CheckpointedFunction
Implement CheckpointedFunction to manage operator state:
OperatorStateExample.java
import org.apache.flink.api.common.state.ListState;
import org.apache.flink.api.common.state.ListStateDescriptor;
import org.apache.flink.runtime.state.FunctionInitializationContext;
import org.apache.flink.runtime.state.FunctionSnapshotContext;
import org.apache.flink.streaming.api.checkpoint.CheckpointedFunction;
public class BufferingSink implements SinkFunction<String>, CheckpointedFunction {
private final int threshold;
private List<String> bufferedElements = new ArrayList<>();
private ListState<String> checkpointedState;
public BufferingSink(int threshold) {
this.threshold = threshold;
}
@Override
public void invoke(String value, Context context) throws Exception {
bufferedElements.add(value);
if (bufferedElements.size() >= threshold) {
flush();
}
}
@Override
public void snapshotState(FunctionSnapshotContext context) throws Exception {
// Save buffered elements to state so they survive a failure
checkpointedState.update(bufferedElements);
}
@Override
public void initializeState(FunctionInitializationContext context) throws Exception {
ListStateDescriptor<String> descriptor = new ListStateDescriptor<>(
"buffered-elements", String.class
);
checkpointedState = context.getOperatorStateStore().getListState(descriptor);
if (context.isRestored()) {
for (String element : checkpointedState.get()) {
bufferedElements.add(element);
}
}
}
private void flush() throws Exception {
// write bufferedElements to external system
bufferedElements.clear();
}
}
Redistribution on rescaling
When you change a job’s parallelism, Flink redistributes operator state across the new number of subtasks:
getListState — even-split redistribution: the state list is split evenly across subtasks.
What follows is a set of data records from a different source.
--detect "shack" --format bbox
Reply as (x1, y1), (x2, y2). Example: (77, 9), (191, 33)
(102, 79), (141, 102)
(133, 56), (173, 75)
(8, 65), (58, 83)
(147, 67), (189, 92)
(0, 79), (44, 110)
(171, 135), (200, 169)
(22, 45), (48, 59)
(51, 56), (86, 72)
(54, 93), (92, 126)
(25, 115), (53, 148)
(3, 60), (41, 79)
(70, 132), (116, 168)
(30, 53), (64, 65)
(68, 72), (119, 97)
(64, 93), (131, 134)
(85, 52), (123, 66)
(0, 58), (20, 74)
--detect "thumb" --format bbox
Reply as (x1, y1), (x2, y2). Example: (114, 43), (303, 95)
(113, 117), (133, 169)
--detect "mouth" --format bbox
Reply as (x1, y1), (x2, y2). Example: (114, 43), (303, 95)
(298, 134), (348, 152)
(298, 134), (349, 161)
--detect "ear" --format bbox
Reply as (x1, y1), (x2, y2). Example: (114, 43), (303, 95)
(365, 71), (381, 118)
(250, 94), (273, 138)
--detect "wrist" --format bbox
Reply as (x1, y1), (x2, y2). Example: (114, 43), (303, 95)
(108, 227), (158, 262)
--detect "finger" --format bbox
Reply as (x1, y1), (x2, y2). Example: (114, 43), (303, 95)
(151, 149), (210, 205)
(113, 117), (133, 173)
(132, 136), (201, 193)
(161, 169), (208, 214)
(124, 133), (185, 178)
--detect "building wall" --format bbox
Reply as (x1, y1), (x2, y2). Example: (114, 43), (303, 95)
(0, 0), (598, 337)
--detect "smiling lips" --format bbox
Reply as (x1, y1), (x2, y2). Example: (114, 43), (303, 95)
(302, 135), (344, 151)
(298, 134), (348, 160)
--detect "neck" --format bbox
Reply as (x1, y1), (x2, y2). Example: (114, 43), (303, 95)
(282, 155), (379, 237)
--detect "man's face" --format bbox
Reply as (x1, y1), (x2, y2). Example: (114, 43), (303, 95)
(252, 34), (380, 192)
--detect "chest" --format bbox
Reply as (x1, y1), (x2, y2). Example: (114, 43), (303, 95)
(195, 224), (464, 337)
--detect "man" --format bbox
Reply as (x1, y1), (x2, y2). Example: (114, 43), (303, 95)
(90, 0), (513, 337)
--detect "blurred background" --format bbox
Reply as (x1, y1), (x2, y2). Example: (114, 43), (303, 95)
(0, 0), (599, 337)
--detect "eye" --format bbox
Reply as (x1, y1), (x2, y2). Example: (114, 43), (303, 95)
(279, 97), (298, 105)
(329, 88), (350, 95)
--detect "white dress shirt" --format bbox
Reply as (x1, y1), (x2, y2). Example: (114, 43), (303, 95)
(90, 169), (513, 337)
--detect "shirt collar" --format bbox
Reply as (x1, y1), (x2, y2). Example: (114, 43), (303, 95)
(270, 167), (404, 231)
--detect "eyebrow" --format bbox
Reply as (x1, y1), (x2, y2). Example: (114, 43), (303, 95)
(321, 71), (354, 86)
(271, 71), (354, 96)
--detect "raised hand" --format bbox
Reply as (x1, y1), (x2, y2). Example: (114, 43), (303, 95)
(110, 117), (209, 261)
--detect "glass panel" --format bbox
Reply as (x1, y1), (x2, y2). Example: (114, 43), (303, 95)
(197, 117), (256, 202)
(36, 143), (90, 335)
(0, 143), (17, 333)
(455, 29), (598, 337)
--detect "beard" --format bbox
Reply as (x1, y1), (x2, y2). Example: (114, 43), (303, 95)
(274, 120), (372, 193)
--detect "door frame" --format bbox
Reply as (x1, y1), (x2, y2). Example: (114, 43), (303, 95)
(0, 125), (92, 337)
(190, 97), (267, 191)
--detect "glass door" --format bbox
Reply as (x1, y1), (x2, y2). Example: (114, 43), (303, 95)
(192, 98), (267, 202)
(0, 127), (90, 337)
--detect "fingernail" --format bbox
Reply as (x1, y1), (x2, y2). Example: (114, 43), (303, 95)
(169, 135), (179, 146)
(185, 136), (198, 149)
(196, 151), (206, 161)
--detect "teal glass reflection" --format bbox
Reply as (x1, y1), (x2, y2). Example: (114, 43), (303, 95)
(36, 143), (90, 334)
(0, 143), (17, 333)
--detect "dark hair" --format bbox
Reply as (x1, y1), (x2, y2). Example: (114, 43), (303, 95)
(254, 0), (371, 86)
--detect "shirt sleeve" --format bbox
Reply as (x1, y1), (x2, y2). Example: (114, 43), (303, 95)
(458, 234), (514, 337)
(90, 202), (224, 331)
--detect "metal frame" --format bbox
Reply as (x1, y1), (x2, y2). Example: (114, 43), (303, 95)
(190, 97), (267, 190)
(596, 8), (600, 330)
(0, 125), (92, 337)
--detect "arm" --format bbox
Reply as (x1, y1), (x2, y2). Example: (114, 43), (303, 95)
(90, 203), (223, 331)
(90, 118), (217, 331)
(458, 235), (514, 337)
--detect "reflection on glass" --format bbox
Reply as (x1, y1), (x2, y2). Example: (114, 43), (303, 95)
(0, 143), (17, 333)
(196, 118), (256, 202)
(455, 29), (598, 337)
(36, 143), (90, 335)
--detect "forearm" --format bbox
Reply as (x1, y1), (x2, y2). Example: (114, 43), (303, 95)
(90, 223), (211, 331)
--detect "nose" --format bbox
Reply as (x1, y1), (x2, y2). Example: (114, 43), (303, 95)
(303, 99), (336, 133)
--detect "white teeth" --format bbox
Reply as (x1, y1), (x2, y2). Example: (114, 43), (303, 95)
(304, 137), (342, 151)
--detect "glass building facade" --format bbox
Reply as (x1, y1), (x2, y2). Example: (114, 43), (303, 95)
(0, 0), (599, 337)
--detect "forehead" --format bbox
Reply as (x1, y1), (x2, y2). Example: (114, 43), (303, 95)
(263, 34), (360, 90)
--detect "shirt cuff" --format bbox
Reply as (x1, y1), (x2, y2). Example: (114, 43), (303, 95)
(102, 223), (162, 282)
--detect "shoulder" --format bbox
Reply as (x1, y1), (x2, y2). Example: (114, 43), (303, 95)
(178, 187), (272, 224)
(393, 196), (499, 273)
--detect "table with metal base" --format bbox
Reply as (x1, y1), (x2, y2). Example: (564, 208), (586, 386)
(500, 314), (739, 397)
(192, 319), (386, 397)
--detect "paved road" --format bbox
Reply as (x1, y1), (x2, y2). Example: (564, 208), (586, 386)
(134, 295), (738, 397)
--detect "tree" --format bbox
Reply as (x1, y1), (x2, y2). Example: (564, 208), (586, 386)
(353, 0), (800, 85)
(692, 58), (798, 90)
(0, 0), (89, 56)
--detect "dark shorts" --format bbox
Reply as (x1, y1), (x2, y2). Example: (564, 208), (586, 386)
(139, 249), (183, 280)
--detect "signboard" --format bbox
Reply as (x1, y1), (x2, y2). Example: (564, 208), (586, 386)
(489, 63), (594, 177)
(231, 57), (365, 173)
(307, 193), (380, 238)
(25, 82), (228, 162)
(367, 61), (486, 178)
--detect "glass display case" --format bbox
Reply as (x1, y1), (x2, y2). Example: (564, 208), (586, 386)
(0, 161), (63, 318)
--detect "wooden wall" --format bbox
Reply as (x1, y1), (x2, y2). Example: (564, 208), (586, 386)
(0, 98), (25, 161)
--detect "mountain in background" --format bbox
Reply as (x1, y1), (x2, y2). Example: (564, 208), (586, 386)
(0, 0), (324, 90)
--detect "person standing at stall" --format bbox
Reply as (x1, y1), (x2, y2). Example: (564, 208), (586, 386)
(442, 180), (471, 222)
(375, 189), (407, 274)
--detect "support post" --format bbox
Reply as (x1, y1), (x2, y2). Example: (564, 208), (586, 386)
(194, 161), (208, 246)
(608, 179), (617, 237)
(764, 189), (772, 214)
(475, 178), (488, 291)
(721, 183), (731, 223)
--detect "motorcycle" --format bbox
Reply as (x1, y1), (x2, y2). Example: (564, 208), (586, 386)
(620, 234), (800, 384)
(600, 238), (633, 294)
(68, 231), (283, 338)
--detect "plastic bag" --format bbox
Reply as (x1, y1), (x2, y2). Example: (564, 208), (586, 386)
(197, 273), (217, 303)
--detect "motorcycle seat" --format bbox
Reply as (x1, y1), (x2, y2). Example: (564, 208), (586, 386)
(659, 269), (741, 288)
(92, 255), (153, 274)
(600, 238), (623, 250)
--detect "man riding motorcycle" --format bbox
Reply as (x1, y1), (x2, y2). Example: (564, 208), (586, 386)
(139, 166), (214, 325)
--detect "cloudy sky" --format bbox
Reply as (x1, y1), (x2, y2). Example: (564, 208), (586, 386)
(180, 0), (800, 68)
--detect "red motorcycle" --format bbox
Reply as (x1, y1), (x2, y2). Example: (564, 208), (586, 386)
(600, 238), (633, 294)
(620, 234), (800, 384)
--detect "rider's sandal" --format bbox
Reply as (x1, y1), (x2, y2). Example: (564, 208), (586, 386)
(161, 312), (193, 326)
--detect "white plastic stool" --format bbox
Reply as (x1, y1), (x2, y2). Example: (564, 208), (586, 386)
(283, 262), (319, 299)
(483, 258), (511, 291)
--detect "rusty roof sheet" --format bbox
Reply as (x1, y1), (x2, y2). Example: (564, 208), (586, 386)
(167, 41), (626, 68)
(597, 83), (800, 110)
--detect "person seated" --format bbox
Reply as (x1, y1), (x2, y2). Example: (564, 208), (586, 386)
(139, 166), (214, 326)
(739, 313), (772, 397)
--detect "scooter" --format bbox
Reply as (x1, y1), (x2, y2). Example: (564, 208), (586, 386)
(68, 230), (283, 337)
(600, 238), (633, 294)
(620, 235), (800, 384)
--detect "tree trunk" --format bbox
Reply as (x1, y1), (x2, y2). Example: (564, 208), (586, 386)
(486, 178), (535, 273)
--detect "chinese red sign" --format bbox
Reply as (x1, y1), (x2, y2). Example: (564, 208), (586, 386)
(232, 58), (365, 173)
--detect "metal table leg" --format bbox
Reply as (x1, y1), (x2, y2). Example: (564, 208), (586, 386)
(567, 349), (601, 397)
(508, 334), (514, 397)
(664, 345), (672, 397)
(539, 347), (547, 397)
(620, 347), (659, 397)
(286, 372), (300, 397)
getUnionListState — union redistribution: every subtask receives the complete list. Be careful with large lists as this can cause OOM.
// Even split (each subtask gets a portion)
ListState<Long> splitState = context.getOperatorStateStore().getListState(descriptor);
// Union (each subtask gets everything)
ListState<Long> unionState = context.getOperatorStateStore().getUnionListState(descriptor);
State backends
The state backend determines how state is stored locally on TaskManagers:
HashMapStateBackend (default): Stores state as Java objects in the JVM heap. Fast for small-to-medium state.
EmbeddedRocksDBStateBackend: Stores state in RocksDB on disk. Supports very large state (terabytes) with incremental checkpointing.
Configure the backend in code:
env.setStateBackend(new EmbeddedRocksDBStateBackend(true)); // true = incremental checkpoints
Or in conf/config.yaml:
state.backend.type: rocksdb
state.backend.incremental: true